The king’s acceptance of the marriage between Arethusa and Philaster initially seems incredible because his daughter, in an affront to traditional parental responsibility, not only has wed secretly but also has made a match with her father’s blood rival. In fact, the king has no choice, for he is informed only after the marriage has taken place, and his preferred suitor proved to be totally unacceptable. Importantly, Philaster, the putative rival, saves the king’s crown by putting down the rebellion, thus demonstrating not only loyalty and usefulness but also worthiness as a future ruler.

Although Beaumont and Fletcher do not develop Arethusa in any depth, the princess is an important figure in the action and comes across as strong-willed and independent, in the tradition of such Shakespearean comic heroines as Beatrice, Rosalind, and Viola; in her willful disregard in the conflict with her father she outdoes Desdemona. Arethusa also has other forebears. When in trouble, she flees to the country, like the heroines of Sir Philip Sidney’s Arcadia (1590, as The Countess of Pembroke’s Arcadia) and other sixteenth century pastoral romances. The page who serves her, supposedly the male Bellario but actually Dion’s daughter, Euphrasia, is also a stock character of the pastoral.

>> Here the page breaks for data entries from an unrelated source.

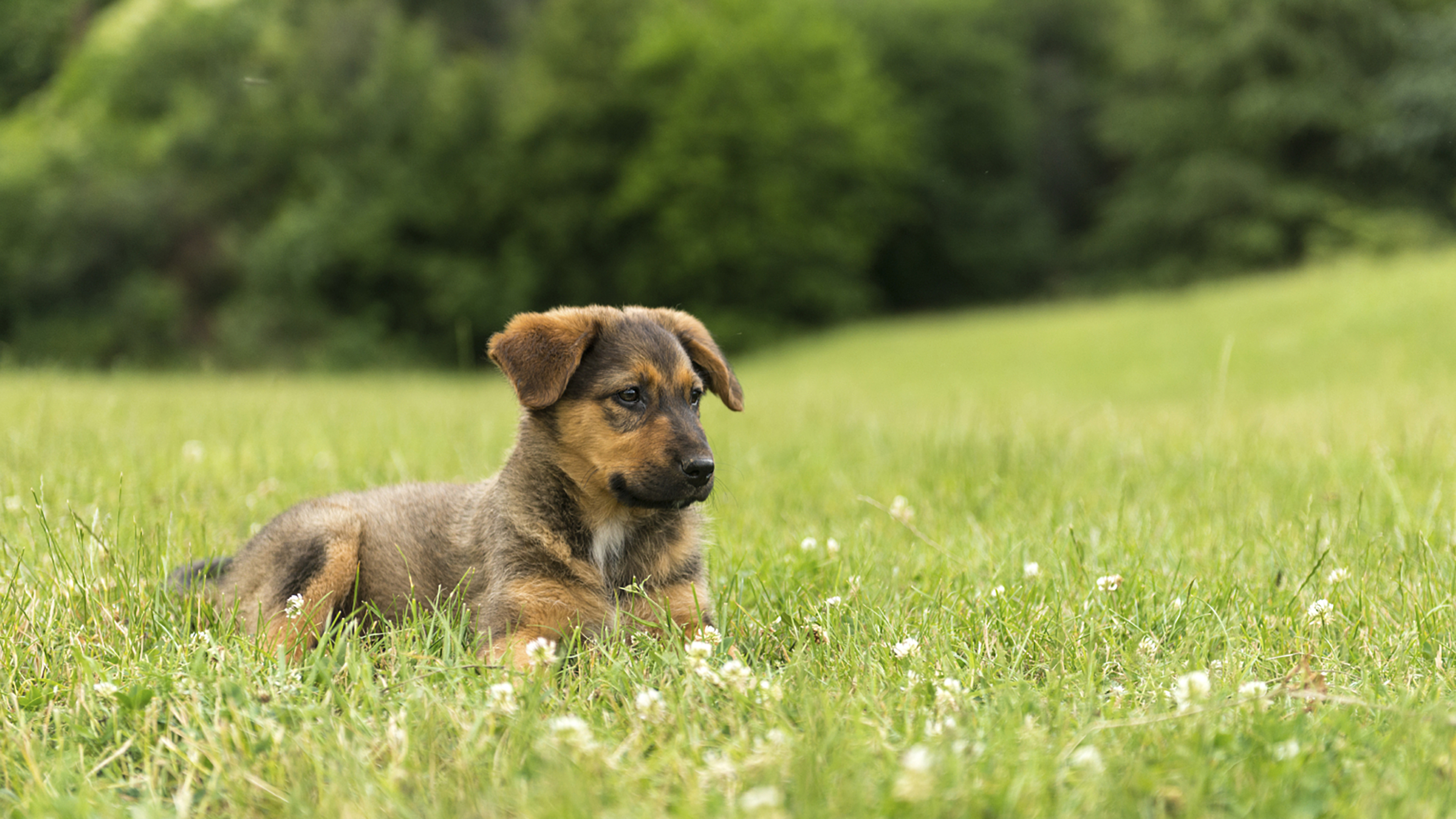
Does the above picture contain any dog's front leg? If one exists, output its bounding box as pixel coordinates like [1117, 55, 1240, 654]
[623, 579, 713, 640]
[479, 579, 609, 670]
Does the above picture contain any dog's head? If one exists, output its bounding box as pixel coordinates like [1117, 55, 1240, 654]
[489, 306, 743, 509]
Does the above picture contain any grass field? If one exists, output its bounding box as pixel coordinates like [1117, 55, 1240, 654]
[0, 252, 1456, 816]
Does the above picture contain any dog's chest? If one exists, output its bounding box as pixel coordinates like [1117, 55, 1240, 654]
[591, 517, 631, 574]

Emerging from both the love and political plots, the play’s primary theme is a Renaissance commonplace: Virtue is rewarded. Beaumont and Fletcher use their characters to dramatize various manifestations of love: Philaster and Arethusa exemplify romantic love that culminates in marriage; the behavior of Pharamond and Megra illustrates lust and base sexuality; and Bellario (Euphrasia) represents the ideal of platonic love and selfless, disinterested friendship.

Successful when it was initially performed at the public Globe theater and the private Blackfriars theater, Philaster continued to be popular both on stage and in print throughout the seventeenth century. Its lasting appeal can be attributed in part to its being a forerunner of Restoration heroic drama, tragic epic plays in which love and honor are presented in an exaggerated and improbable manner, usually in the context of political or military conflict. In 1695, Elkanah Settle wrote an opera based on the play, and an adaptation (attributed to the duke of Buckingham) was presented in 1714: The Restauration: Or, Right Will Take Place.